A controversy that was brewing over the use of byproducts from beer production as animal food may have been turned aside by an FDA official’s recent reassurances regarding language in the proposed animal feed rule.
Brewers and others have raised concerns that, as written, language in the animal feed rule of the Food Safety Modernization Act would have a significant economic impact on the beer brewing industry and on farmers who rely on the byproducts of brewing for use as animal feed. The proposed rule was seen as changing how breweries handle spent grains, the mushy leftovers of beer production.
On April 24, Michael R. Taylor, the FDA’s deputy commissioner for foods and veterinary medicine, said in his FDA blog that the language in the proposed rule had led to “misperception” and that it had never been the FDA’s intent to “require human food manufacturers to establish separate animal feed safety plans and controls to cover their byproducts.”
The statement was preceded by a vigorous media and lobbying campaign by industry organizations including the not-for-profit Brewers Association, located in Colorado.
Before Taylor’s statement, the industry’s concern was that brewers would no longer be able to donate or sell at low cost their spent grains to farmers to use for animal feed. Instead, it was feared, the FDA regulation would require that the spent grain first be packaged, avoiding direct contact by human hands with the animal food.
In an interview before Taylor issued his remarks, Paul Gatza, director of the Brewers Association, said that the proposed regulation would represent “an unwarranted burden for all brewers,” and that the FDA was “attempting to apply a regulatory solution to an issue that isn’t a problem.” The repurposing of spent grains has been an accepted practice for hundreds of years without problem, “providing a source of low-cost feed and hydration for the animals and allowing brewers to efficiently get rid of this brewing co-product,” he said.

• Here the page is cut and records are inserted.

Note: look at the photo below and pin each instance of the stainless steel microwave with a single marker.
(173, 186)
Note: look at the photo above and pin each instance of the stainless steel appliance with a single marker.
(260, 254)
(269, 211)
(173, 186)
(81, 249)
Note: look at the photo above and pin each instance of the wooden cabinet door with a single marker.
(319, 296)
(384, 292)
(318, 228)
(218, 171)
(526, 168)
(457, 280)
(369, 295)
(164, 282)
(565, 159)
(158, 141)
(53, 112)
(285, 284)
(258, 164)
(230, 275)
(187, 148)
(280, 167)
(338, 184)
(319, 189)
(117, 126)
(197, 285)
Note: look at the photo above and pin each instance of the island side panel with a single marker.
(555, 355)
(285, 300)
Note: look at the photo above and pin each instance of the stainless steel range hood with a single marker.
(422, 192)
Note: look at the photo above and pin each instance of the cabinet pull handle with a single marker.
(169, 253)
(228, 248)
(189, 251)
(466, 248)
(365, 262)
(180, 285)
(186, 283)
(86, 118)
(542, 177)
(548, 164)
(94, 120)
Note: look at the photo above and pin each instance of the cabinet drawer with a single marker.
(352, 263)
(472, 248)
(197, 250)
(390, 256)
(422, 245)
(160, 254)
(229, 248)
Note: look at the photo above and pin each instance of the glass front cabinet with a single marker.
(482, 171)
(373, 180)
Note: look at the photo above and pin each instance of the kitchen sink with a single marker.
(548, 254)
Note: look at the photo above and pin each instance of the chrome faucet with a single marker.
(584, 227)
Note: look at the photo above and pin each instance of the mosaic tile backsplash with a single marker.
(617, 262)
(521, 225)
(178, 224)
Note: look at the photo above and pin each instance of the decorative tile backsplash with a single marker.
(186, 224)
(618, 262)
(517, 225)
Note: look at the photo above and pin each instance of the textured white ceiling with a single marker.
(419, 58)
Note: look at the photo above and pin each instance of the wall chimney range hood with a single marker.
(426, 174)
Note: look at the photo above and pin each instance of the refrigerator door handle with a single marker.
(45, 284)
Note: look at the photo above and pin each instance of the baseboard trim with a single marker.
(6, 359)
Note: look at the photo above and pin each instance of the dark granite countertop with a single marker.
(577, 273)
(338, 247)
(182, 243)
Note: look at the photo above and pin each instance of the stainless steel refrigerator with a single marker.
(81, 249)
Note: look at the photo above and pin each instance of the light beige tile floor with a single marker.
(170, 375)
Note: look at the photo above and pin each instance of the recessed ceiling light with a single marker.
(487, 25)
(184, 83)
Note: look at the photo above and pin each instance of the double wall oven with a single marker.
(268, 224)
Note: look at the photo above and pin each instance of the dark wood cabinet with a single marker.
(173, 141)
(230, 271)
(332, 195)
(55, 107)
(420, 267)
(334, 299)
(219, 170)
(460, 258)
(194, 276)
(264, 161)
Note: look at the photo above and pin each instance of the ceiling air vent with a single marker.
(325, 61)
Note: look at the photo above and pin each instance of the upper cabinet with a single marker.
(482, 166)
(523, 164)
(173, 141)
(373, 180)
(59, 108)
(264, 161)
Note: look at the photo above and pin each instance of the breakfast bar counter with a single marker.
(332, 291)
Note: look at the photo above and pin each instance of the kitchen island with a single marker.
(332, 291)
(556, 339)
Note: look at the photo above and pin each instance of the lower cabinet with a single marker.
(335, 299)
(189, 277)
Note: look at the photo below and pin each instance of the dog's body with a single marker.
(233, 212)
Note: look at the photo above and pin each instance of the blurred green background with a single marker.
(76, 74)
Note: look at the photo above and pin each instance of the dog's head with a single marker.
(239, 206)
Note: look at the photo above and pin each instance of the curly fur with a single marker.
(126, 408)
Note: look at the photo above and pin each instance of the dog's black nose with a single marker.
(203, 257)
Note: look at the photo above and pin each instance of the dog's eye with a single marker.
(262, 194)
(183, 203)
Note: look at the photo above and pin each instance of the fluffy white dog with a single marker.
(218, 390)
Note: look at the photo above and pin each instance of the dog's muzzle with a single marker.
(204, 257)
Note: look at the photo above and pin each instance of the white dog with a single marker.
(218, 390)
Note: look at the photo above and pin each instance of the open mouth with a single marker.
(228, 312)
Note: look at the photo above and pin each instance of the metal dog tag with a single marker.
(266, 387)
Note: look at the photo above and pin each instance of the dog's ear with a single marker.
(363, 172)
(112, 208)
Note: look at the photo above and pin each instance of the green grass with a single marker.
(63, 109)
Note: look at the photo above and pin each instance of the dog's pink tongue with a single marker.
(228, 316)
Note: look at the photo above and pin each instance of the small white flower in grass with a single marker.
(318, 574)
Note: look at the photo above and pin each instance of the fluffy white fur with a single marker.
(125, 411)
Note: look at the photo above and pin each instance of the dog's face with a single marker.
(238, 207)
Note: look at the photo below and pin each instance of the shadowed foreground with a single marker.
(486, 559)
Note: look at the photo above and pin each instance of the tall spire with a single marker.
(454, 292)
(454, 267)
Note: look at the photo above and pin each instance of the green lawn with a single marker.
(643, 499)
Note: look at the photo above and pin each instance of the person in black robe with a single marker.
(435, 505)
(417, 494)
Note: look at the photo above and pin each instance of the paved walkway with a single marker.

Several legislators had weighed in on the proposed regulation. Maine Senators Susan Collins and Angus King, along with 11 of their Senate colleagues, urged the FDA to consider the economic effect “when crafting a final rule to protect our nation’s food safety.” New York Senator Charles Schumer noted that the proposed rule would pose a “real burden for small brewers who produce less than 1,000 barrels of beer annually.”
In his blog post, Taylor said that his agency agrees that recycling of food byproducts to animal feed “contributes substantially to the efficiency and sustainability of our food system and is thus a good thing. We have no intention to discourage or disrupt it.”
The FDA is expected to issue revised proposals for comment this summer, taking the “necessary steps to clarify our intent in the rules themselves so there can be no confusion,” Mr. Taylor said.
The FDA also posted a list of questions and answers addressing the spent grains controversy.